BANGOR, Maine — An appropriations bill that includes a one-year pilot project exempting Maine highways from the federal truck weight limit passed decisively Thursday through the U.S. Senate.

The experiment would allow trucks weighing more than 80,000 pounds and up to 100,000 pounds to travel Interstate 95 between Augusta and Houlton. Such heavy trucks heading north now are forced off the interstate in Augusta onto secondary roads that travel through cities and towns, raising concerns about safety and road wear and tear.

The U.S. House version of the appropriations bill that previously passed did not include the pilot project provision, but its author in the Senate, Sen. Susan Collins, was hopeful that her proposal would be included in the final bill.

“It is very unfortunate that the House version does not include this,” Collins said Thursday afternoon in a telephone interview from her office in Washington, D.C. “But I’m going into conference with great Senate language, and I’m hopeful I can convince House members to support this.”

Now that both the House and Senate have approved appropriations bills for the federal departments of Transportation, Housing and Urban Development, representatives from each chamber’s committees will meet in conference to settle any differences. Sen. Collins said she would be a part of that process, which could begin as early as next week.

Ed Gilman, spokesman for U.S. Rep. Michael Michaud, said the congressman worked hard to get the pilot project included in the House bill but there was significant resistance. Instead, Gilman said Michaud was working on a more permanent solution to the truck weight issue with the House Transportation and Infrastructure Committee, which he sits on.

“The congressman is very supportive of the pilot project, which would be a great first step at addressing this issue permanently,” Gilman said.

Technically, an appropriations bill needs to pass before Oct. 1, the start of the federal government’s 2010 fiscal year, but Collins said that hardly ever happens. If the approved bill includes the pilot project, it would begin the day the bill passes.

Sen. Olympia Snowe, R-Maine, also voted in favor of the pilot project on Thursday.

“This is an issue of safety,” Snowe said in a statement. “For too long we have been forcing freight haulers to move their trucks onto state and local roads that were not constructed with these vehicles in mind. As a result, pedestrians are endangered as they cross local roads or travel along rural roads.”

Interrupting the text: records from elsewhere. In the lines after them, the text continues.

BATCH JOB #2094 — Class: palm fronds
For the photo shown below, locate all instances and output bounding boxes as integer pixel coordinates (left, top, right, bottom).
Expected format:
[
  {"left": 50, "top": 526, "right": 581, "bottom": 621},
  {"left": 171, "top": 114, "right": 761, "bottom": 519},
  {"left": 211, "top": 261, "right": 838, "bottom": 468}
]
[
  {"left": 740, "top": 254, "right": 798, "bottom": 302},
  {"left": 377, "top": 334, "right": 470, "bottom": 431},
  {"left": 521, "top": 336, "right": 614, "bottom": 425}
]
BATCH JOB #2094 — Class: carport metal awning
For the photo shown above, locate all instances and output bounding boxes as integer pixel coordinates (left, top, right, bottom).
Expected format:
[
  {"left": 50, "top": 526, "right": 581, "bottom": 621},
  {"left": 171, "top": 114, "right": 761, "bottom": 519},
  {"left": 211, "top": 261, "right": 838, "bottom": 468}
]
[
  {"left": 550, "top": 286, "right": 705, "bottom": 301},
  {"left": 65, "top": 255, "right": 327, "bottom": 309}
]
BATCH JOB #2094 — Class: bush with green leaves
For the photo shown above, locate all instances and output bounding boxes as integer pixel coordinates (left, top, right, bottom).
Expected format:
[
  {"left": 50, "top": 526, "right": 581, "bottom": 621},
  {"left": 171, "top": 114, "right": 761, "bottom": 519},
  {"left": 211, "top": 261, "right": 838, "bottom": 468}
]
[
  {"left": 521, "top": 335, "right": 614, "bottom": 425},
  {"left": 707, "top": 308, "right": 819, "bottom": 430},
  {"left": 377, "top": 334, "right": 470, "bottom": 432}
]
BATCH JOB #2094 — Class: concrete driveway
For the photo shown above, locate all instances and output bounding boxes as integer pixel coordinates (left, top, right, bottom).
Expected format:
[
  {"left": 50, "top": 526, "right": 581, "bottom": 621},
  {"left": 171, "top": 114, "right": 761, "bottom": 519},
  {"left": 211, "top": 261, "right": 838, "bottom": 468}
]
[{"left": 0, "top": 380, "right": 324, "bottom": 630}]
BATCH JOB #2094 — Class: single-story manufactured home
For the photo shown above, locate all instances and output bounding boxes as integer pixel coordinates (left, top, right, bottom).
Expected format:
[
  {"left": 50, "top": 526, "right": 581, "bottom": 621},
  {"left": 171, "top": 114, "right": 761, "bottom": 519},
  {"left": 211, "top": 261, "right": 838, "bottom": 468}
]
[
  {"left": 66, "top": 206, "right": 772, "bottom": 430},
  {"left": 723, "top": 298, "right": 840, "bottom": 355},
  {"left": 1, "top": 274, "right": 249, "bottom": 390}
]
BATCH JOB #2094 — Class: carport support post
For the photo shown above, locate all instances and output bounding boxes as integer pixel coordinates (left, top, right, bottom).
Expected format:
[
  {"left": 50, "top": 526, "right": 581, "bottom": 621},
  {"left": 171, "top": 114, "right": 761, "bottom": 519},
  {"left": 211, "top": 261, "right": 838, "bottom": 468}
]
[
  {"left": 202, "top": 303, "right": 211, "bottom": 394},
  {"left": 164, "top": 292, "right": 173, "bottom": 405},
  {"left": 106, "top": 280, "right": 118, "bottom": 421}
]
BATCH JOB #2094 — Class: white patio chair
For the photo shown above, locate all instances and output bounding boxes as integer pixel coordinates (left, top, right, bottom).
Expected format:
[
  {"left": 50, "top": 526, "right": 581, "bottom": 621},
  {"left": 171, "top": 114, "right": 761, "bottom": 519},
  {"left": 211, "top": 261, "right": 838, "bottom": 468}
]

Maine Gov. John Baldacci praised Thursday’s vote.

“Approval of Senator Collins’ one-year project is an important step in the long and hard-fought efforts to bring common sense to the truck weight limit issue for Maine,” the governor said in a statement.

The U.S. Department of Transportation first notified Maine officials in 1994 that heavy trucks on interstates violated federal requirements. Collins and other members of the state’s congressional delegation have been working since to change the law, which sets the weight limit at 80,000 pounds.

John Diamond, chair of the Bangor Region Chamber of Commerce board of directors, said weight limits harm Maine business.

“We’re convinced that the data that will come out of this pilot project will show that this should be a permanent change,” Diamond said. “It will have significant economic, safety and environmental benefits for Maine.”

Other groups, such as the Maine Association of Police and Associated Builders and Contractors of Maine, have strongly supported the truck weight pilot project.

Collins said truck weight limits have been a priority of hers for a long time.

“I believe as a resident of Bangor that this is potentially great news,” she said. “All of us remember the tragic death of the woman in Bangor who was hit by a large truck, so it’s a clear safety issue. But, also, our businesses and drivers are at a competitive disadvantage to those in bordering Canadian provinces who can deliver more goods.”